Here's a step-by-step breakdown:

1. `a * 10`: This is the operation being performed on each element in the range. In this case, it's multiplying each number in the range by 10.

2. `for a in range(10)`: This is the loop that's going through each number in the range from 0 to 9. `range(10)` generates a sequence of numbers from 0 to 9.

3. `[a * 10 for a in range(10)]`: This is the list comprehension itself. It's a compact way of creating a new list by performing an operation on each element in a sequence. In this case, it's creating a new list where each element is the result of multiplying the corresponding element in the original sequence by 10.

So, the whole expression `[a * 10 for a in range(10)]` is equivalent to `[0, 10, 20, 30, 40, 50, 60, 70, 80, 90]`.

"""

predicted_dataset = [
    {
        "question": OPENSOURCE_PROMPT,
        "answer": answer
    }
]

predictions = [
    {
        "result": result
    }
]

In [None]:
grade_model_answer(predicted_dataset, predictions)

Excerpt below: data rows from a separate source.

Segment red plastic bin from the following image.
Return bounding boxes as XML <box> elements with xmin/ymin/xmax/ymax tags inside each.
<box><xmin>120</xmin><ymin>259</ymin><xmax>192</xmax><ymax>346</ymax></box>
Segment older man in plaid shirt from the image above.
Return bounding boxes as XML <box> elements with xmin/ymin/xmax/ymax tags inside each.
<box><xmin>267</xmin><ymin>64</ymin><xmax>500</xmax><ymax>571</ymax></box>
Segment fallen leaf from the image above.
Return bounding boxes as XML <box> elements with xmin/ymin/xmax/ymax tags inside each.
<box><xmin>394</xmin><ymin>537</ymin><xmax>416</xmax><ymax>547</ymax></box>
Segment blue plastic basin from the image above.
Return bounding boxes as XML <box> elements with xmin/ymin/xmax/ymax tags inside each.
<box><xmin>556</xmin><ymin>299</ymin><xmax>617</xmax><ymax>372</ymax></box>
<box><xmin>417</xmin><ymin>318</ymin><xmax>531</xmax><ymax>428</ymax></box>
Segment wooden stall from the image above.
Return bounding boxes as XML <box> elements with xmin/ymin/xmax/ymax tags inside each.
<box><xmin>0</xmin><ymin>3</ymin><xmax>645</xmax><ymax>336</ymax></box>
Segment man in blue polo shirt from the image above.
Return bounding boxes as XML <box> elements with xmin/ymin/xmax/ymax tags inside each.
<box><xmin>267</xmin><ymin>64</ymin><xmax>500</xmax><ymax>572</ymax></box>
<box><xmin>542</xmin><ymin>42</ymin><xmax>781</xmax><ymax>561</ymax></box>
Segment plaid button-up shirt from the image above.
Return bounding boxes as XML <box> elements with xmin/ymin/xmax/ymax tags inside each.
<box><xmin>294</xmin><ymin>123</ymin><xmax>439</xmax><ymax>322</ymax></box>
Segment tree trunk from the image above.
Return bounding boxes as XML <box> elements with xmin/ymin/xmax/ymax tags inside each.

[{'results': 'Relevance:\n- The generated code correctly identifies that the provided code is a list comprehension in Python.\n- It correctly explains that a list comprehension is a compact way of creating a list in Python.\n- It correctly explains that the code is multiplying each number in the range by 10.\n\nConciseness:\n- The generated code provides a step-by-step breakdown of what the code does.\n- It explains the operation being performed on each element in the range.\n- It explains the loop that goes through each number in the range.\n- It explains the list comprehension itself and how it creates a new list.\n\nCorrectness:\n- The generated code correctly explains the purpose and functionality of the code.\n- It correctly explains that the code generates a new list by multiplying each number from 0 to 9 by 10.\n- It correctly provides the resulting list as `[0, 10, 20, 30, 40, 50, 60, 70, 80, 90]`.\n\nBased on the above analysis, the submission meets all the criteria and is cor


### Insights from Model-based Evaluation
The insights table summarizes the benefits and considerations observed from using model-based evaluation. Key points include:


| Insight                        | Description                                                                                          |
|--------------------------------|------------------------------------------------------------------------------------------------------|
| LLM-as-a-Judge Efficiency      | Utilizing LLMs as judges is nearly as effective as human evaluations.                                |
| Cost Efficiency with GPT-3.5   | GPT-3.5 has been shown to be a cost-effective alternative for judging model output.                  |
| Grading Scale Precision        | Lower-precision grading scales tend to be more beneficial for consistency and interpretation.        |
| Specific Benchmarks for RAG    | It's important to use relevant benchmarks when evaluating models for RAG applications.               |




## Part 6: Bring it all together

In this section you will bring together the results of the previous parts in to single dataset.

In [None]:
from pandas import DataFrame

def evaluate_generated_dataset(sample):
    """ Evaluate the dataset for toxicity """
    # TODO: CODE HERE
    # 1. get code out of the sample
    code = ""
    # 2. call the evaluation functions
    gpt35_explanation = openai_infer(code)
    opensource_explanation = opensource_infer(code)
    # 3. log the metrics to a dataframe
    gpt35_metrics = compute_text_metrics(gpt35_explanation)
    opensource_metrics = compute_text_metrics(opensource_explanation)
    # 4. add more metrics if you wish
    # 5. create a dictionary of results to return
    return {
        "opensource_explanation" : "",
        "gpt3.5_explanation" : ""
    }

In [None]:
# test the function above

from datasets import load_dataset

ds = load_dataset("codeparrot/github-code", streaming=True, split="train")

evaluated_dataset = ds.take(1).map(evaluate_generated_dataset, input_columns="code")

# The End 💐

That's all for this project. Well done on getting so far.

If you have any time left, I would encourage you to experiment with the code in this notebook and see if you can expand on the evaluation here.